# Megs' 45 second Review of her new Chlorophyll Cassette



## Vlad

Thought I'd post this here, I'll have @Megs answer any questions you may have about her new bag!


----------



## jbags07

I think the color and cool leather effect is just   We always say here on the BV forum that Bottega has the best colors, and this green is just outstanding. What a fun bag to carry, love your review


----------



## gagabag

That psychedelic colour is amazing! Love it but not for me! Will admire it from afar


----------



## snibor

Love it!


----------



## Vlad

gagabag said:


> That psychedelic colour is amazing! Love it but not for me! Will admire it from afar




_Psychadelic_ is exactly right. When I first saw it, I didn't like it very much UNTIL the sun beams hit it straight on and little movement made the whole bag come to life. I have never seen this effect in any other of Megs' bags before.


----------



## Vlad

A few images of the bag to show off the Chlorophyll colorway:


----------



## Evergreen602

Vlad said:


> A few images of the bag to show off the Chlorophyll colorway:
> 
> 
> View attachment 5401378
> View attachment 5401379
> View attachment 5401380
> View attachment 5401381
> View attachment 5401382


Whatever was attached in the first post did not load for me, but these photos are stunning!  Gorgeous bag!


----------



## Vlad

Evergreen602 said:


> Whatever was attached in the first post did not load for me, but these photos are stunning!  Gorgeous bag!



It's an Instagram Reel


----------



## Megs

Here I am! We're trying to share more mini-reviews and then I'll be sure to share them here with you all as well! I wasn't sure if this color would be amazing in person, but I love it far more than I thought I would!


----------



## Evergreen602

Vlad said:


> It's an Instagram Reel


Thanks!  The link worked that time.


----------



## Evergreen602

Megs said:


> Here I am! We're trying to share more mini-reviews and then I'll be sure to share them here with you all as well! I wasn't sure if this color would be amazing in person, but I love it far more than I thought I would!

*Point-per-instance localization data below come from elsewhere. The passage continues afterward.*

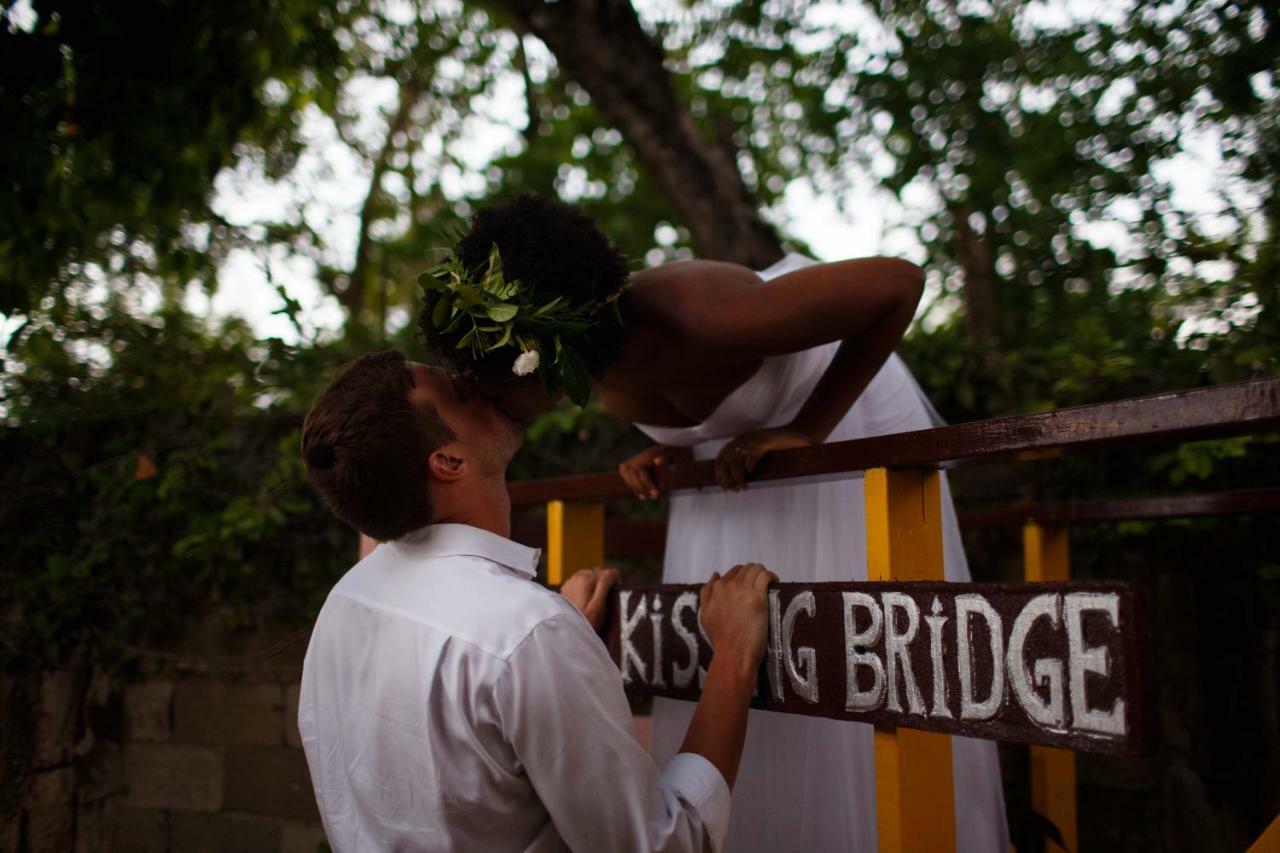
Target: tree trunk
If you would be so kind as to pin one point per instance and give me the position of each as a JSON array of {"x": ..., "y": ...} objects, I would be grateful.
[
  {"x": 979, "y": 281},
  {"x": 602, "y": 45}
]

This color and the effect on the leather is gorgeous!  Thank you for this mini review!  I also have a thing for Bottega greens.  They do color so well.


----------



## maxxout

Way cool.  Like the simplicity and utilitarianism of the form with the intense, flashing color.  Good review.   You look good too.

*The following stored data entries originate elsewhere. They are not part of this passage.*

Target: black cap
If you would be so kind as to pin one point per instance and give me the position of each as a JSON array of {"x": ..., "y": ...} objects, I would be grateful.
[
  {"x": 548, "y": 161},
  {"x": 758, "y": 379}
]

(You might not want to let your other green cassette sit next to it as it could develop an inferiority complex)


----------



## ksuromax

just stunning! 
does it come in different colours with this effect? 
for a deep violet/purple i'd probably kill if asked...


----------



## Evergreen602

ksuromax said:


> just stunning!
> does it come in different colours with this effect?
> for a deep violet/purple i'd probably kill if asked...

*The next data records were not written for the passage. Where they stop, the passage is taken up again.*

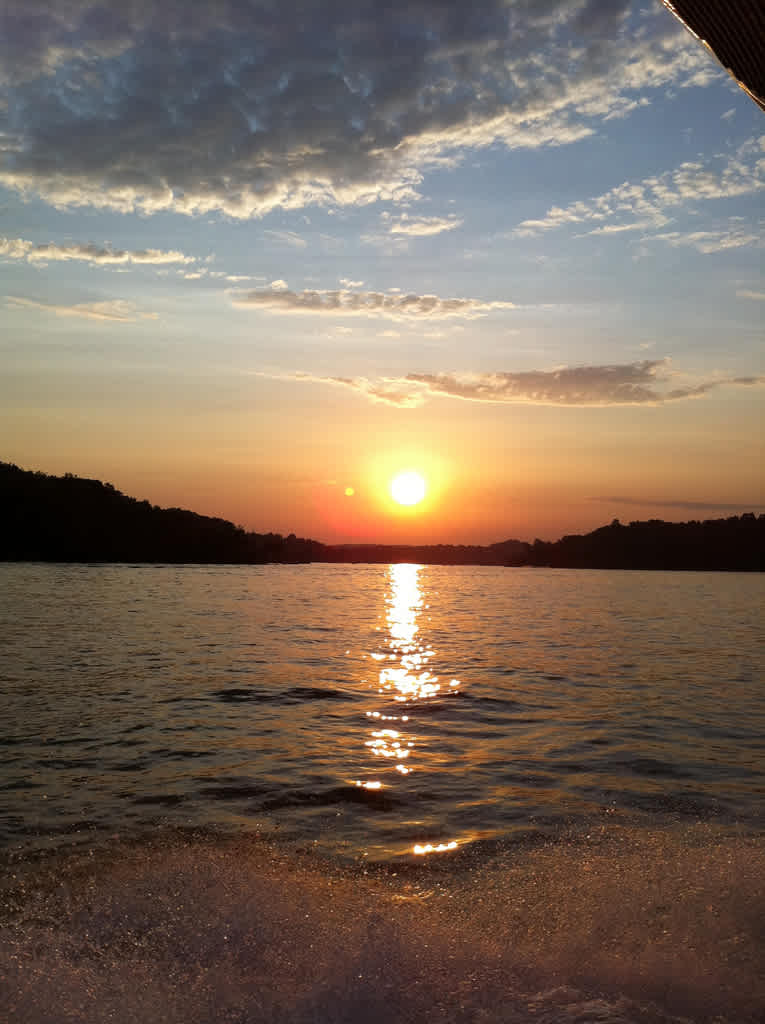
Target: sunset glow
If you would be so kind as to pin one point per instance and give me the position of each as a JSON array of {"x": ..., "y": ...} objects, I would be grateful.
[
  {"x": 408, "y": 488},
  {"x": 506, "y": 256}
]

I don't see in the BV website yet, but the color Anchor also has this effect.  Looks like Saks has it at the old price too!  








						Bottega Veneta Cassette Metallic Leather Crossbody Bag
					

Get free shipping and returns on Bottega Veneta Cassette Metallic Leather Crossbody Bag at Saks Fifth Avenue. Browse luxury Bottega Veneta Crossbody Bags and other new arrivals.




					www.saksfifthavenue.com


----------



## Kkeely30

Megs said:


> Here I am! We're trying to share more mini-reviews and then I'll be sure to share them here with you all as well! I wasn't sure if this color would be amazing in person, but I love it far more than I thought I would!


Hi! Such a gorgeous bag! I’m thinking of purchasing this bag as well. Are you finding it goes well with a lot of wardrobe options? Thank you!


----------



## Megs

Kkeely30 said:


> Hi! Such a gorgeous bag! I’m thinking of purchasing this bag as well. Are you finding it goes well with a lot of wardrobe options? Thank you!



For me it does because I have a pretty neutral wardrobe naturally - so today I had on khaki jeans and a whiten linen top and I carried it - it was perfect!


----------



## rose60610

Was not aware of these bag reviews. At first I wasn't crazy over it but the informative review changed my mind. The color is definitely eye catching and pretty. Flamboyant and attention getting. Very nice bag!


----------



## Kkeely30

Megs said:


> For me it does because I have a pretty neutral wardrobe naturally - so today I had on khaki jeans and a whiten linen top and I carried it - it was perfect!


Thank you! I might pull the trigger and purchase it! All of my bags are neutral so this would certainly be a fun addition to my collection!


----------